Esta síntesis cultural perfecta quedó inmortalizada en una anécdota compartida por el escritor salvadoreño Ricardo Lindo, incluida en el catálogo de la retrospectiva de 2010: «Recuerdo haber dicho a la pintora que su pintura tenía mucho de francés. Se sorprendió. En Francia le decían que el trópico estaba muy presente en sus trabajos«. Asimismo, el pintor francés Claude Schürr elogió su capacidad para evocar poéticamente los encantos de una naturaleza lujosa y bella, traduciendo la realidad en un «colorido universo de murmullos y suaves movimientos».

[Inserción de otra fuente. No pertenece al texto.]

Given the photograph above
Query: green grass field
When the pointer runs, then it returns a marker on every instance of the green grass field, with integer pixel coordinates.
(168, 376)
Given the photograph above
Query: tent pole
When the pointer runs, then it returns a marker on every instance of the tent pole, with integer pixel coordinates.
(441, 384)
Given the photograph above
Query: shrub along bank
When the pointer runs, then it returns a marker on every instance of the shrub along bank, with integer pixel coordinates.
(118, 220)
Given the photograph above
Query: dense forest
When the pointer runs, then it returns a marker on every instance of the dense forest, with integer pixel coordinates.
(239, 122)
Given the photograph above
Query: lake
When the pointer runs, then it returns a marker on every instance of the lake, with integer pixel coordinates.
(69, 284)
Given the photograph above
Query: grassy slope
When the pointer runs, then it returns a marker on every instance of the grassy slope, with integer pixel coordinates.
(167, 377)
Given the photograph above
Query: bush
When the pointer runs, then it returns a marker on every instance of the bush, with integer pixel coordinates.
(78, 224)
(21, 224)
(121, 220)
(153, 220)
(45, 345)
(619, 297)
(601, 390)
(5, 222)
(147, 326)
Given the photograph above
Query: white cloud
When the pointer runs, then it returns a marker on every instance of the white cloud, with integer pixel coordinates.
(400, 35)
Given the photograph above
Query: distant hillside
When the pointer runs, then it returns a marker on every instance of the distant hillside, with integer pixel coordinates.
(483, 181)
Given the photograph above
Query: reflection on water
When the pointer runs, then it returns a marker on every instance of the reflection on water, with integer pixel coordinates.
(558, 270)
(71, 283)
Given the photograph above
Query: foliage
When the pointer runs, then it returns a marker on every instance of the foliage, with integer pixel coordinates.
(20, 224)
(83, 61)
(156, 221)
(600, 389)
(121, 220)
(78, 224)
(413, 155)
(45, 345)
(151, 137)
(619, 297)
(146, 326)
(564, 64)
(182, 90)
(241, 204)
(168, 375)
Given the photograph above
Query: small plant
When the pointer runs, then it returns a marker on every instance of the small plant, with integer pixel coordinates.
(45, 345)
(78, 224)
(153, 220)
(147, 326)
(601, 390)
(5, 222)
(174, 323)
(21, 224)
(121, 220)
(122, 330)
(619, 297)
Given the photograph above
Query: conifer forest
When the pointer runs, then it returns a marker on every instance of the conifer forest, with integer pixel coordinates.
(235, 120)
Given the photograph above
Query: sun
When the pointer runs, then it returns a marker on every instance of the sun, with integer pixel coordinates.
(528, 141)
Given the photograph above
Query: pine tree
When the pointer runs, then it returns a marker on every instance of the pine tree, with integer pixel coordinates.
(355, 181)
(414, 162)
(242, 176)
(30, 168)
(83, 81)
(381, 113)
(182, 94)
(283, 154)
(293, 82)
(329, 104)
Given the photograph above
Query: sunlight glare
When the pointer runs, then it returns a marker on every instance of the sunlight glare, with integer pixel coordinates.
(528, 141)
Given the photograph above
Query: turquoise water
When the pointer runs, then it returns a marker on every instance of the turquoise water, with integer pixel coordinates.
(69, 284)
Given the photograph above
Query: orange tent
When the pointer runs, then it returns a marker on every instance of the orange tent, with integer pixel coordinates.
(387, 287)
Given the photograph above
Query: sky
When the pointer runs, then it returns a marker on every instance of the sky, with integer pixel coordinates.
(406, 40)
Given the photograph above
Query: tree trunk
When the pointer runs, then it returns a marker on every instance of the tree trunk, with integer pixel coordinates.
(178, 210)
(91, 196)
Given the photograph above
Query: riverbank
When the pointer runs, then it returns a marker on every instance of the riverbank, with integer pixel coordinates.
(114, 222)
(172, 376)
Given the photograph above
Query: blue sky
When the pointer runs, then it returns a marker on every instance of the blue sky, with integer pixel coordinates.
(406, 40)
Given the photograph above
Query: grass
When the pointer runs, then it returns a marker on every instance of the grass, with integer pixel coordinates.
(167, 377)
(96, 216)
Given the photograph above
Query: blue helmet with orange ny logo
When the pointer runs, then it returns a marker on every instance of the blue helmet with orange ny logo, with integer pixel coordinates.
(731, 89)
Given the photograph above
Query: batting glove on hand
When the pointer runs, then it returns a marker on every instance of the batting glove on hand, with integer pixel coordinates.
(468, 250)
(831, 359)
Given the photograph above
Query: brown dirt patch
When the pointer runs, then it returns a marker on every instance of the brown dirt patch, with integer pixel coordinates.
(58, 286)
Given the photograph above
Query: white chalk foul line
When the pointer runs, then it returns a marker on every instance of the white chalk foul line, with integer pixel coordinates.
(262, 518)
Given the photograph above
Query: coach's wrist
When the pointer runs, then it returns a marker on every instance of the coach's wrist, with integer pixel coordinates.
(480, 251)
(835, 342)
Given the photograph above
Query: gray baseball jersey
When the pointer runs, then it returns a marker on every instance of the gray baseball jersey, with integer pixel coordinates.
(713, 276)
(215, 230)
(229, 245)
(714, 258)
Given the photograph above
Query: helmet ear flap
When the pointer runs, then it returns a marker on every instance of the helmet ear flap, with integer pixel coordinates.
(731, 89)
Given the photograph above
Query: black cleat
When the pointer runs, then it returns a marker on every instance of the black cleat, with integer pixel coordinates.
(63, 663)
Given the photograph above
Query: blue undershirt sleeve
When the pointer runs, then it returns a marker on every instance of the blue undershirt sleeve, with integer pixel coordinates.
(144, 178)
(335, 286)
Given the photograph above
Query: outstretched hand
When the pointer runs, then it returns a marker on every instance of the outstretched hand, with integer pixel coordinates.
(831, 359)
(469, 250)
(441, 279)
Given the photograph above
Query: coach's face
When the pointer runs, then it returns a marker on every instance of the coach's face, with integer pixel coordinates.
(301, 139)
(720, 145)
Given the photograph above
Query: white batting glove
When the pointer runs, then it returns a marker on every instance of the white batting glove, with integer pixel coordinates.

Más allá de sus lienzos, donde el color cobraba una «existencia independiente», Nicole Schwartz se caracterizó por su constante apoyo al desarrollo del talento local.


Fue una colaboradora activa y permanente del Taller de Grabado del Centro Nacional de Artes (CENAR) y del colectivo Volarte y sus Inspiraciones del Alma, brindando su respaldo incondicional hasta el último momento.
Tras conocerse la noticia de su deceso, las instituciones culturales del país, incluido el Museo de Arte de El Salvador (MARTE), expresaron su profundo respeto y despidieron a una creadora cuya sensibilidad abstracta estuvo siempre ligada al paisaje, la memoria y los símbolos centroamericanos.
«No solo fue mi amiga… Fue una artista con quien compartí su inagotable creatividad, sus colores, su energía, su luz… En su obra, sus misteriosas y coloridas composiciones invitan al espectador a descubrir cuál fue el origen de su inspiración. Nicole nos deja en sus pinturas, la huella de alguien que vio el mundo como solo lo puede ver un artista y un creador», expresó la artista visual Negra Álvarez, colega y amiga de Schwartz.
Para Ronald Morán, artista contemporáneo, Schwartz hereda a El Salvador «la convicción de permanecer fiel a una manera de ver y vivir el arte. El abstracto fue su legado innegable e inalterablemente, su capacidad de inmortalizar emociones hasta el último día, a pesar de tantas corrientes que fueron y vinieron. En ella fue un norte, como en los maestros natos», afirmó.

Nicole Schwartz se marcha habiendo cumplido su propia premisa: la de capturar una visión dramática y poética del mundo en un instante, logrando que su arte, paradójicamente futurista, quede perpetuado para siempre en la identidad cultural de El Salvador. Q.D.D.G.